Sequencing Therapies in the Second Line and Beyond in Advanced RCC


Dr Barata comments on sequencing therapies in the second line and beyond in patients with advanced RCC.

Tian Zhang, MD: In thinking about all these treatments and strategies, how are you all sequencing these agents in the second line and higher? Dr Barata, perhaps you can give us your insights on this?

Pedro C. Barata, MD, MSc: That’s a great question, Tian. We can spend a good deal of time going over that. I’ll try to summarize it shortly. When I think of the options available, my colleagues highlighted important studies that leverage those therapies. Cabozantinib is a very solid option. Axitinib is another option. Tivozanib a new 1 but is definitely part of this group. And the combination of lenvatinib and everolimus. A lot of us think of those 4 as ready to use. That’s true because we have access to these therapies in the United States, but in other places in the world, after first-line I/O [immuno-oncology]–based combo therapy, folks are still using pazopanib-sunitinib in the refractory space. But those 2 agents have less prospective data available to be used in the refractory space.

When we think of what data are out there to support the use of therapies, I have to highlight the data with cabozantinib and with axitinib in the post-immunotherapy setting. I can think of studies supporting either agent in that scenario. Other factors, like quality of life, are important to Moshe’s point. I see tivozanib as a very clean agent. We think of high blood pressure, but that’s relatively easy to manage, so it’s a really clean agent. That’s a factor that’s sometimes important when I’m thinking quality of life.

It does matter what patients received previously. If they received ipilimumab-nivolumab up front, what are we going to do afterward? It’s very different for patients treated with up front cabozantinib-nivolumab or axitinib-pembrolizumab or lenvatinib-pembrolizumab, because we tend not to repeat that agent in the second line. The other thought process out there is that some folks try to stay away from immunosuppressive agents; mTOR has those properties, like everolimus. Thus, we try not to use lenvatinib-everolimus after an I/O–based combo in the front line, although we lack prospective data showing the impact of using immunosuppressives to know whether it’s detrimental in patients with refractory RCC.

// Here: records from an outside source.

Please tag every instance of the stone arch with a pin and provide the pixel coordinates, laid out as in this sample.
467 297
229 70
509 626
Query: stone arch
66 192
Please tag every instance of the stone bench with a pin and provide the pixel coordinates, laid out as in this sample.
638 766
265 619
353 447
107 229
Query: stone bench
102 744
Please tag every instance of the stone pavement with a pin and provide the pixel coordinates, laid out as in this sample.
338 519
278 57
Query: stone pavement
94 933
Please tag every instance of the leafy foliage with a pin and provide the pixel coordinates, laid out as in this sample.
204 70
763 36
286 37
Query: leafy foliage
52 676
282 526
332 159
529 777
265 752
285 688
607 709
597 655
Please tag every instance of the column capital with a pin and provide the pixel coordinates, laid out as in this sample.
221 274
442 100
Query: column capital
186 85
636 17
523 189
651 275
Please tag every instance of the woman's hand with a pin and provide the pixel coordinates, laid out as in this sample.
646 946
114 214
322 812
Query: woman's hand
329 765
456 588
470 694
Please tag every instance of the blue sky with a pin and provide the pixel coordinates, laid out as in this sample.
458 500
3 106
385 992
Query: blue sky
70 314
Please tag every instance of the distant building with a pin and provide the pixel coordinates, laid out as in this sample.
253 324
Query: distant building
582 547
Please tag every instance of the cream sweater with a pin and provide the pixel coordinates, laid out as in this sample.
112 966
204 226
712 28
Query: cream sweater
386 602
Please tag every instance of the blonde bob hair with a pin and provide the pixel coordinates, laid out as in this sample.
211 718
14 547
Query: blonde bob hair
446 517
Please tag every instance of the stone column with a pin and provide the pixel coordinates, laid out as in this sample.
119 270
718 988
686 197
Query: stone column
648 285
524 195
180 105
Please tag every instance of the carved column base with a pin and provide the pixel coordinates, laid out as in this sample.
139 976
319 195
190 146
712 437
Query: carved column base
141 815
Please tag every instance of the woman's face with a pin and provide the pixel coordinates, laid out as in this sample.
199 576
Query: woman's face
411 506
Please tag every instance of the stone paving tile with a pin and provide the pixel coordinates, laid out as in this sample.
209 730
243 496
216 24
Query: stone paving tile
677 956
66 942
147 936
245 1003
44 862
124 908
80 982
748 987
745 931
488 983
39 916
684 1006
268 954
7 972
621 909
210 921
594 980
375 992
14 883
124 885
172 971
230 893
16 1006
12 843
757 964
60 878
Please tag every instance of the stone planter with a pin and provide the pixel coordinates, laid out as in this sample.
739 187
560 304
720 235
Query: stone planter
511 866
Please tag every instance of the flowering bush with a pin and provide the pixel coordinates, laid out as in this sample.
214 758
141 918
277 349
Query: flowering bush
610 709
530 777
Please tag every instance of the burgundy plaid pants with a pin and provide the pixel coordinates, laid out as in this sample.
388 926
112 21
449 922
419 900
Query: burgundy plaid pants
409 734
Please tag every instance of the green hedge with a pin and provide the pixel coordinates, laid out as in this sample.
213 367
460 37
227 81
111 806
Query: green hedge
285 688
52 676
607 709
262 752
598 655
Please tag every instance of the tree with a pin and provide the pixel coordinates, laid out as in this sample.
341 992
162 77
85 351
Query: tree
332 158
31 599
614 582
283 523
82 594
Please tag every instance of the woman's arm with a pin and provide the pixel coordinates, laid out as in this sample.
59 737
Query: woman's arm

We also consider other factors, like location, for metastatic disease. I believe 1 of us mentioned that for patients with bone metastasis, for example, perhaps cabozantinib has done a good job. Even concerning genomics, we know that, unfortunately, we don’t have high rates of targetable alterations in RCC [renal cell carcinoma]. But we still do it. All patients step into clinic, and most clinics get somatic testing done. If I have a patient where TSC1, tuberous sclerosis gene, mutated, I’m thinking of mTOR, right?

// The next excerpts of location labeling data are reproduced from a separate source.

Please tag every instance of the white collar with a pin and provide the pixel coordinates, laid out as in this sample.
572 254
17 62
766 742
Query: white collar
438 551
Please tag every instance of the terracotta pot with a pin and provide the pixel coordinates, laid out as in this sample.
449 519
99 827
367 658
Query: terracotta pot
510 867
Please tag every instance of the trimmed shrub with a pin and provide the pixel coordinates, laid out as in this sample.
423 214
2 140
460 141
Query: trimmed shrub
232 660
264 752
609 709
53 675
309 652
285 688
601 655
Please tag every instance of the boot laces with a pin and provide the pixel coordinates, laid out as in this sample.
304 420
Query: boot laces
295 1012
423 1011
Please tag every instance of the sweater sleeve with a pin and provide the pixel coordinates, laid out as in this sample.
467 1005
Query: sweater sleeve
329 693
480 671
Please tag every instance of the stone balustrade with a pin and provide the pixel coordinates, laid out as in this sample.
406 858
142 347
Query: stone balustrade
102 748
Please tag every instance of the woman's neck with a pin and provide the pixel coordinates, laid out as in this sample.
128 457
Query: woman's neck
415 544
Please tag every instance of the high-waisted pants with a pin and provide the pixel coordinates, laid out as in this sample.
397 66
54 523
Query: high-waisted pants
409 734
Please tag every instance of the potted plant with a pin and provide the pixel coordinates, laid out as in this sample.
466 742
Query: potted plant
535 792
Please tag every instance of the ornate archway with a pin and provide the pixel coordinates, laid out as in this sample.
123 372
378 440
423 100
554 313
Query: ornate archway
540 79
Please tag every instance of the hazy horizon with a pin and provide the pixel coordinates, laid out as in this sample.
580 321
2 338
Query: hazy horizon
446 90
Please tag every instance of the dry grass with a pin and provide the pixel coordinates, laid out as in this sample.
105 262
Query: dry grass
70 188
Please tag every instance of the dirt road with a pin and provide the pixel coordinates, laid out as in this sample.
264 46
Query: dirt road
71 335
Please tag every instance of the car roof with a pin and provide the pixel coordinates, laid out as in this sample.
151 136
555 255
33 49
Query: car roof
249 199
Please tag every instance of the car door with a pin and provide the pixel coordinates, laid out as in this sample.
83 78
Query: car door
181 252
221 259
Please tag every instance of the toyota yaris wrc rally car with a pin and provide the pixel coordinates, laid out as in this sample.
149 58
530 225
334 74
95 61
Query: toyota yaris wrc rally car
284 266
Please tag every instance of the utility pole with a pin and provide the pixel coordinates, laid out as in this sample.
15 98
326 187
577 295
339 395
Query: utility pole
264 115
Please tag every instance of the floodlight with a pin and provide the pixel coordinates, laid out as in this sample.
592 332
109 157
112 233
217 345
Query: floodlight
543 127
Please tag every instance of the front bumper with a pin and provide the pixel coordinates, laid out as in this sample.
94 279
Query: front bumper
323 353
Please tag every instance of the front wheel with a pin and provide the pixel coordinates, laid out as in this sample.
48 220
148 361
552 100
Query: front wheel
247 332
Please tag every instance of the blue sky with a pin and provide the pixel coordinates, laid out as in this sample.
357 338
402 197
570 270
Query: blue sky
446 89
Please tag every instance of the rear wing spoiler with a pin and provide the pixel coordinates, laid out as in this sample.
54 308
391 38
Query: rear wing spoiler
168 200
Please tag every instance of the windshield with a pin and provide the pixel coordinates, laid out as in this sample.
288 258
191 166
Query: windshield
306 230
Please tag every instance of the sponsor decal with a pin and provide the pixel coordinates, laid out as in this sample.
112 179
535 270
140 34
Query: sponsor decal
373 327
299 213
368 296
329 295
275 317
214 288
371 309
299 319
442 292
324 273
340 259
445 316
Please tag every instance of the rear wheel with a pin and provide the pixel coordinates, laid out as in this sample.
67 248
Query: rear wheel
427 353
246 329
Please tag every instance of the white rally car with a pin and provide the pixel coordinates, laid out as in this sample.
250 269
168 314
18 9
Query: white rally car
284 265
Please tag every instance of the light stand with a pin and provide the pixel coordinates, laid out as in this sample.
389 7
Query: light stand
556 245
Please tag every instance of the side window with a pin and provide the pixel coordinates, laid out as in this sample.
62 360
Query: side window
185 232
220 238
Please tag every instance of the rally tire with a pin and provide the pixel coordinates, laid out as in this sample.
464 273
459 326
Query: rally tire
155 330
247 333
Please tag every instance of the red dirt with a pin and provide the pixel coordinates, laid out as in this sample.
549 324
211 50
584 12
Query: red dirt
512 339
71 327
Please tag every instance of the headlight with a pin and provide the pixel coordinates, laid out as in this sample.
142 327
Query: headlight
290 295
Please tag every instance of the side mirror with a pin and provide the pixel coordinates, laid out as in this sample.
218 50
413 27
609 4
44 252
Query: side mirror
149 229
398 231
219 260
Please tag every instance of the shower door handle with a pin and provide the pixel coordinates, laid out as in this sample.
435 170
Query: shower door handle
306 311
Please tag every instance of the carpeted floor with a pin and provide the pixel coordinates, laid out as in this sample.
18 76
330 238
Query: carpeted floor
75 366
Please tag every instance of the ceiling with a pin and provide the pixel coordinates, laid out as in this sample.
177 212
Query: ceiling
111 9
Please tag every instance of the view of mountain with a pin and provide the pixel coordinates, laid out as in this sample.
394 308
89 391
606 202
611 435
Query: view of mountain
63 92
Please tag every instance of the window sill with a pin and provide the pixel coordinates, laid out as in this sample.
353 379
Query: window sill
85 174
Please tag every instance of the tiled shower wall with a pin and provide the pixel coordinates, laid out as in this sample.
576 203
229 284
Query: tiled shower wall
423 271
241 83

I have to highlight that there are ongoing trials in the refractory space exploring the role of a checkpoint inhibition combo at postprogression on the prior I/O therapy. We have some data from Memorial [Sloan Kettering Cancer Center]. Although we have less time, we have more data coming up. I guess this is a least a big list of factors. We have the patient in front of us, so I guess we have to make sense of it all it and come up with what we think is the best strategy for our patient. But if I were to summarize, I’ll say 1 size does not fit all. We’re try to make sense of all this.

Tian Zhang, MD: That’s a wonderful summary in helping us decide.

This transcript has been edited for clarity.